Saturday, 28 January 2012

My exploits and Caesar's, and goodbye to Emeryville

Stations are romantic, exciting places. The sound of the trains sets the heart beating, while all around the joy of greetings for new arrivals mingles with the excited anticipation of those setting out on their journey.

Airports on the other hand are synthetic and soulless. Because San Francisco airport is my gateway back to home and Danielle it promises pleasure, but in itself it’s a miserable place. Utilitarian, pedestrian, rushed. No heart. The contrast is all the starker because I’ve spent a week in a hotel next to the Emeryville Amtrak Station, from which several times an hour I’d hear that haunting sound, iconic of the United States, of a train’s horn.

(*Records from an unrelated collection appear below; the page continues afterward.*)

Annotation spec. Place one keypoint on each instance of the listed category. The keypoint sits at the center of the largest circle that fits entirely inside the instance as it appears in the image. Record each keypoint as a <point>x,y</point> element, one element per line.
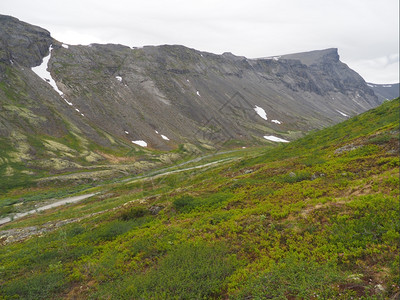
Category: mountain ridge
<point>136,102</point>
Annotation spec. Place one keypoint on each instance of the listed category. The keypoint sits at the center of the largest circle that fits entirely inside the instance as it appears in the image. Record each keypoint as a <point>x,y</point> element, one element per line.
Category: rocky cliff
<point>160,97</point>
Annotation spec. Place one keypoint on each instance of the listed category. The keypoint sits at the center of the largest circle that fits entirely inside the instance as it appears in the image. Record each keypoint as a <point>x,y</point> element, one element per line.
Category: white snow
<point>275,139</point>
<point>261,112</point>
<point>342,113</point>
<point>69,103</point>
<point>140,143</point>
<point>165,137</point>
<point>42,72</point>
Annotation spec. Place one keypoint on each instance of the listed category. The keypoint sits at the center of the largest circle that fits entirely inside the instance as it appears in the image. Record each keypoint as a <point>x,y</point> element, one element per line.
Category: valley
<point>165,172</point>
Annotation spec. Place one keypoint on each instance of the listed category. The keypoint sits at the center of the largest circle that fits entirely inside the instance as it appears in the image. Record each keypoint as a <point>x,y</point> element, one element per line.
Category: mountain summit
<point>110,96</point>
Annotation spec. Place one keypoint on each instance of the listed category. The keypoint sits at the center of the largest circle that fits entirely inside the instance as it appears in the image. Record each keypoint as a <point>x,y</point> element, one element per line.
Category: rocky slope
<point>385,91</point>
<point>100,97</point>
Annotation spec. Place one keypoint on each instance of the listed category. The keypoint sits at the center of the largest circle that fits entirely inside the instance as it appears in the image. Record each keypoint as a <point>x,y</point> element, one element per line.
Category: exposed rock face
<point>22,43</point>
<point>385,91</point>
<point>163,96</point>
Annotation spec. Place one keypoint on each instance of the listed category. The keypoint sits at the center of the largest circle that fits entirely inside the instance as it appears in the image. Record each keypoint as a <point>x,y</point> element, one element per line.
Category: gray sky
<point>365,31</point>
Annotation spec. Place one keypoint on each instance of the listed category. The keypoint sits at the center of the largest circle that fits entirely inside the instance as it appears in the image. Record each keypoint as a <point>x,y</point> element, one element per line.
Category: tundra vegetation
<point>317,218</point>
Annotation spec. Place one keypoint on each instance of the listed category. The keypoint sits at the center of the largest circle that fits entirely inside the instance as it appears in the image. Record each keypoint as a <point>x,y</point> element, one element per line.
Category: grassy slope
<point>304,219</point>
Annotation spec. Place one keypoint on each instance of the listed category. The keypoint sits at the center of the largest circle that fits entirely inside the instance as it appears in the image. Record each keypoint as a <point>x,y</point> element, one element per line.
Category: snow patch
<point>261,112</point>
<point>42,72</point>
<point>342,113</point>
<point>69,103</point>
<point>165,137</point>
<point>140,143</point>
<point>275,139</point>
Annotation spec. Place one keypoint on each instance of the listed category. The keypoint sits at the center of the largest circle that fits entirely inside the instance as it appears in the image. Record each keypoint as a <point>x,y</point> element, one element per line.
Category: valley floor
<point>317,218</point>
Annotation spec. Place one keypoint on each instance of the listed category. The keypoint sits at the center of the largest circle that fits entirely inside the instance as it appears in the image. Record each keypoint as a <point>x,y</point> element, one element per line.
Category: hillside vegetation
<point>317,218</point>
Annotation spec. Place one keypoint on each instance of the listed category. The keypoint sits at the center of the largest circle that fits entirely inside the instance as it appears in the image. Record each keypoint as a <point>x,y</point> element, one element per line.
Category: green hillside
<point>317,218</point>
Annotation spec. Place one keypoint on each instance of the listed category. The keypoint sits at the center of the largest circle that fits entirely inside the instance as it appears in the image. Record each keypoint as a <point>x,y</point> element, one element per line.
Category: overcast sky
<point>366,32</point>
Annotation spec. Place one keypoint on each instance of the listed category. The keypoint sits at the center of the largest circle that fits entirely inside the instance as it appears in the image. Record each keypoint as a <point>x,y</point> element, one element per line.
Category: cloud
<point>363,30</point>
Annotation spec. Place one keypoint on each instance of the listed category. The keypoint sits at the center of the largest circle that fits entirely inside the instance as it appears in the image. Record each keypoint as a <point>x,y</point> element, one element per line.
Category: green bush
<point>191,271</point>
<point>37,286</point>
<point>293,278</point>
<point>133,213</point>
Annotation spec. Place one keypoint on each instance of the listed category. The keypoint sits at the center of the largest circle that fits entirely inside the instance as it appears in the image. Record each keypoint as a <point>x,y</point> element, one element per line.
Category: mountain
<point>316,218</point>
<point>67,107</point>
<point>385,91</point>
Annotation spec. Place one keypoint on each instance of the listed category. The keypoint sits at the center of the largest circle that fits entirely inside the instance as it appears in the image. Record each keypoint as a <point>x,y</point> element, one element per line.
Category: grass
<point>301,220</point>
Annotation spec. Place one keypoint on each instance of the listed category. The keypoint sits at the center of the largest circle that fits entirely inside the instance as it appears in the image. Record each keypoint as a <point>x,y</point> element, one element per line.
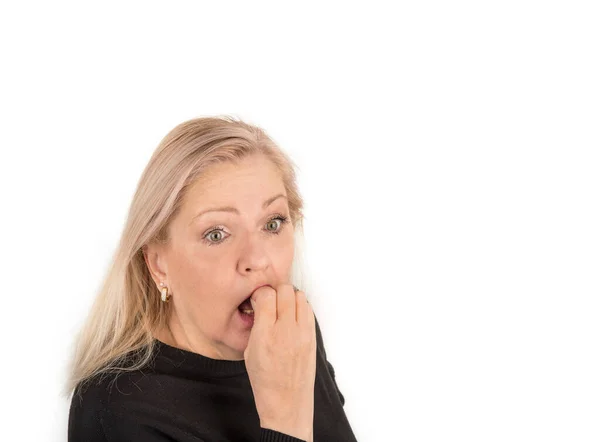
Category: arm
<point>321,349</point>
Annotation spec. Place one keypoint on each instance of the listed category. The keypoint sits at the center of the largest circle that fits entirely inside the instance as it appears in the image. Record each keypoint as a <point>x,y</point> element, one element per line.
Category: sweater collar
<point>186,363</point>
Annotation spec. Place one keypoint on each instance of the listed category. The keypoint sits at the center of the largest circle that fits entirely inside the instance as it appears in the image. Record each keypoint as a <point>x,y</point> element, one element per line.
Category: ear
<point>154,255</point>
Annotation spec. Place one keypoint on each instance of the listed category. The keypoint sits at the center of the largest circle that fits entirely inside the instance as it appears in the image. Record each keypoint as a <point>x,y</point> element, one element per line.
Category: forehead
<point>248,179</point>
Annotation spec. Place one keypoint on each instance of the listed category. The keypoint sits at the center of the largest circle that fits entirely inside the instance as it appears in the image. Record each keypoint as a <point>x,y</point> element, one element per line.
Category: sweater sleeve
<point>268,435</point>
<point>321,348</point>
<point>84,421</point>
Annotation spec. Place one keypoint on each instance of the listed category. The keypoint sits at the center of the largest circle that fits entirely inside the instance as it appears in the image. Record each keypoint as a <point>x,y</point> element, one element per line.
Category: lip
<point>257,287</point>
<point>252,292</point>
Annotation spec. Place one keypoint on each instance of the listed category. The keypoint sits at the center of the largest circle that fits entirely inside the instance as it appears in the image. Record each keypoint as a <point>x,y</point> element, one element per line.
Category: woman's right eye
<point>213,235</point>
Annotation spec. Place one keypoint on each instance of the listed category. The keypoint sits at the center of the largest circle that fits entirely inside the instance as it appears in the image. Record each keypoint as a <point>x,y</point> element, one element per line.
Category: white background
<point>448,156</point>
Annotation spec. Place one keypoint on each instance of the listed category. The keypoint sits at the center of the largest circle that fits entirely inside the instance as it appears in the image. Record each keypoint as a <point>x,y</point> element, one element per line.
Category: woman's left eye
<point>281,218</point>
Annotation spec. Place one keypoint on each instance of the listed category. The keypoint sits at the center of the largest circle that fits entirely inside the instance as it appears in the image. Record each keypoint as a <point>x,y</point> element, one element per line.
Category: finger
<point>286,303</point>
<point>264,304</point>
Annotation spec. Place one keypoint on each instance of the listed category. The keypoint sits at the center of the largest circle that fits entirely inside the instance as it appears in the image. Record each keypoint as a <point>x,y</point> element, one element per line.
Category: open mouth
<point>246,307</point>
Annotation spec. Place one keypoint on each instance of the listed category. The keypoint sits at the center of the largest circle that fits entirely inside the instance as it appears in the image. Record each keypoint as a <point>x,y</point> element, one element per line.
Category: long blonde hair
<point>127,309</point>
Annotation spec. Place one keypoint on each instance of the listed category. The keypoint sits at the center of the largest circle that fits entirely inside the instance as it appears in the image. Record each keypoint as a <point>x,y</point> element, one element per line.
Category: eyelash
<point>282,218</point>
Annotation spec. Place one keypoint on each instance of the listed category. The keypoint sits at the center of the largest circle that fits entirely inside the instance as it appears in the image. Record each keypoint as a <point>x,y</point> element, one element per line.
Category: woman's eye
<point>213,237</point>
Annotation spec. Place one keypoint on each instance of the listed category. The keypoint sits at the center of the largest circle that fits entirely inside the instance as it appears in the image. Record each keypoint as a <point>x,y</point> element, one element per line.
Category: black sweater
<point>183,396</point>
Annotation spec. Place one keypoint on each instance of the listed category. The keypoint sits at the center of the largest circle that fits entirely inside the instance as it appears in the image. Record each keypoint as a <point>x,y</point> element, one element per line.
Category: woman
<point>197,333</point>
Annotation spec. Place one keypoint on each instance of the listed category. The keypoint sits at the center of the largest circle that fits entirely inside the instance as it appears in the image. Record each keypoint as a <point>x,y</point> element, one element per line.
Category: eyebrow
<point>266,204</point>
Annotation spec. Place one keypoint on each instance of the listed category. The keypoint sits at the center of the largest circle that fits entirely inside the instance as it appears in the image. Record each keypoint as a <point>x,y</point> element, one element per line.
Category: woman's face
<point>215,260</point>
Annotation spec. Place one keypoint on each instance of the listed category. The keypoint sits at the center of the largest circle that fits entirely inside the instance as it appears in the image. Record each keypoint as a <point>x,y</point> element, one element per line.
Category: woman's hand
<point>281,359</point>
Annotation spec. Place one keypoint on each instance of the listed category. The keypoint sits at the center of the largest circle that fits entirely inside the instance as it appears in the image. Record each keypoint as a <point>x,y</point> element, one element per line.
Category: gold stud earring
<point>165,296</point>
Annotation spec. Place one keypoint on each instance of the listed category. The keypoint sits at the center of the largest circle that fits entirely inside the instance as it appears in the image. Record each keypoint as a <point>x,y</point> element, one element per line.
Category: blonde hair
<point>127,309</point>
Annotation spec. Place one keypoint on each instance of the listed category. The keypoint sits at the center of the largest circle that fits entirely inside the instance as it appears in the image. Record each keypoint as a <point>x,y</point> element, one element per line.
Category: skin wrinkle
<point>207,282</point>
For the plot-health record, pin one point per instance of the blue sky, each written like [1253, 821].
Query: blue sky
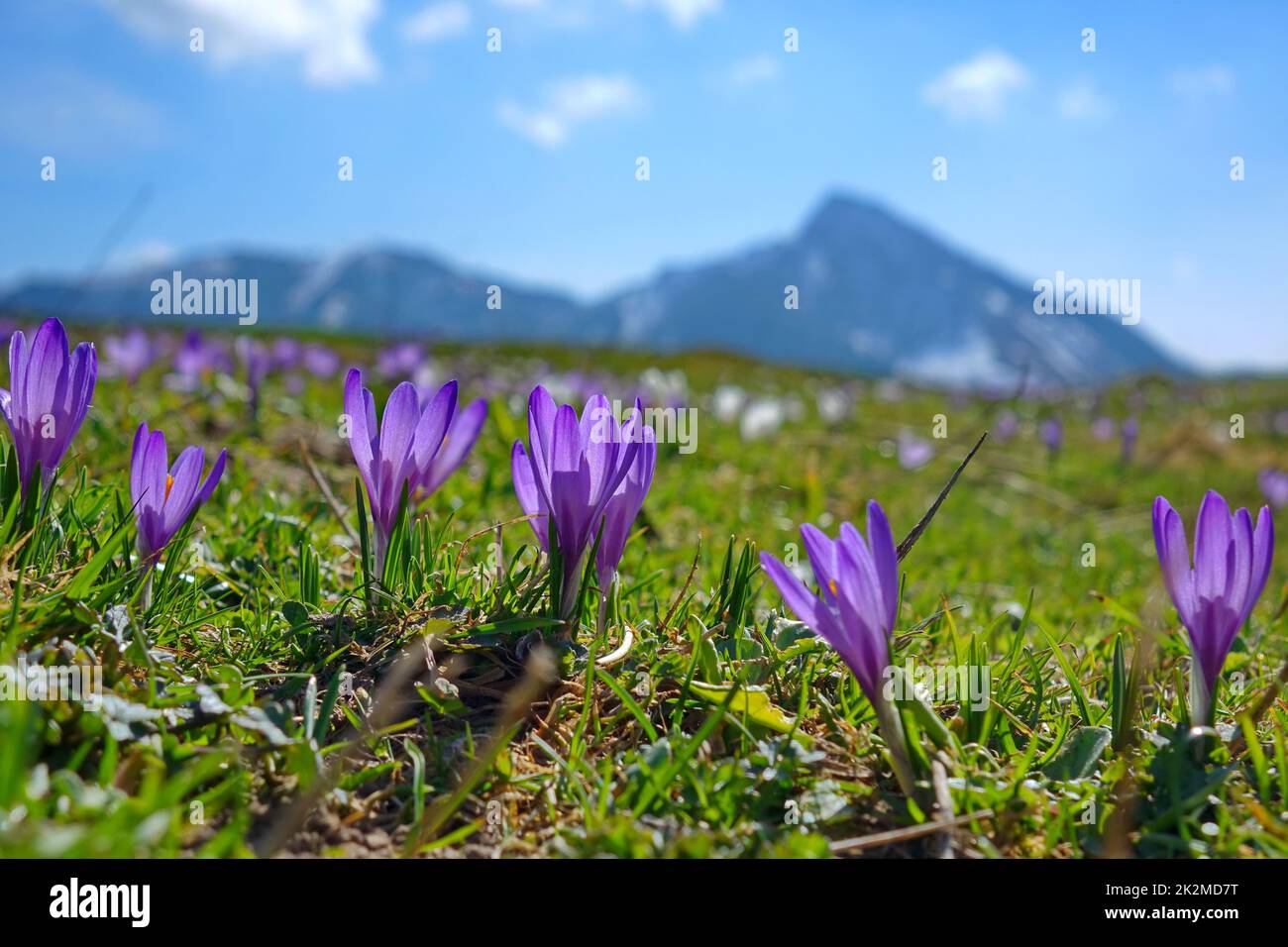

Its mournfulness seems to express the sorrow that this country, which did so much to pioneer the railways, has since turned its back on them, preferring the dullness of air travel. 

How right one of my teachers was to say that  if God had intended us to travel by air, he would never have given us the railways.

While we were here, we didn’t actually use Emeryville Station because, although San Francisco itself is right opposite, the Amtrak lines run all the way along the Bay but not over it or under it. Instead we used the BART, the Bay Area Rapid Transit. We took it several times in complete innocence, not realising until I was warned just a day ago that our nearest station is regarded as a dangerous place.

There’s no way we could have known: we had nothing but pleasant experiences there, above all with a wonderful woman who was manning (womanning? personing?) the information booth. She came out to help us get our tickets from those appalling machines the BART provides for the purpose, and which are entirely incomprehensible until youve undergone intensive training. After that, whenever we saw her she would smile and chat to us about how we’d enjoyed the city.

Nor is that the only pleasant recollection I shall take away from Emeryville. For me, the town will from now on be forever linked with Julius Caesar. 

‘Emeryille?’ I hear you cry. ‘Rome, certainly, even Spain, North Africa, Egypt, Asia Minor, all the places to which that extraordinarily mobile conqueror travelled. Even Britain. But Emeryville?’

He never made it to Emeryville, except in (my) spirit
Ah, but Caesar’s association with this little town is my own entirely, a purely personal link. As I’ve mentioned before, I’ve been enchanted by a series of podcasts recommended to me by my son Michael: The History of Rome, put together over a long period with considerable, pretty well unremunerated effort by Mike Duncan, as apparently disinterested in the enterprise as he was interested in the subject. 

This week,while I’ve been pounding the streets of Emeryville, I’ve been listening to his episodes about Caesar. Out running every morning, I’ve heard about the great general’s own feats, to the accompaniment of the boots of his legionnaires hammering the roads, like mine, though in their case they were criss-crossing Europe and the Middle East; as I’ve  targeted my own personal goal for this week’s runs, I’ve listened to the tale of the great statesman’s drive to achieve his objective of power over a great Empire. 


Let me say that my target was was no easy one for me to hit: to complete a half marathon. Not in one session - that’s not quite in my capacity - but at least over several. This morning I made it, as the sun rose above San Francisco Bay and Caesar fell to his assassins’ daggers.


The sun rises over Emeryville Marina, perhaps to salute my (minor) triumph
My achievement, I admit, hardly rivals his, but by my scale of things, it was quite satisfying enough. And at least it didn’t leave me bleeding to death at the foot of Pompey’s statue.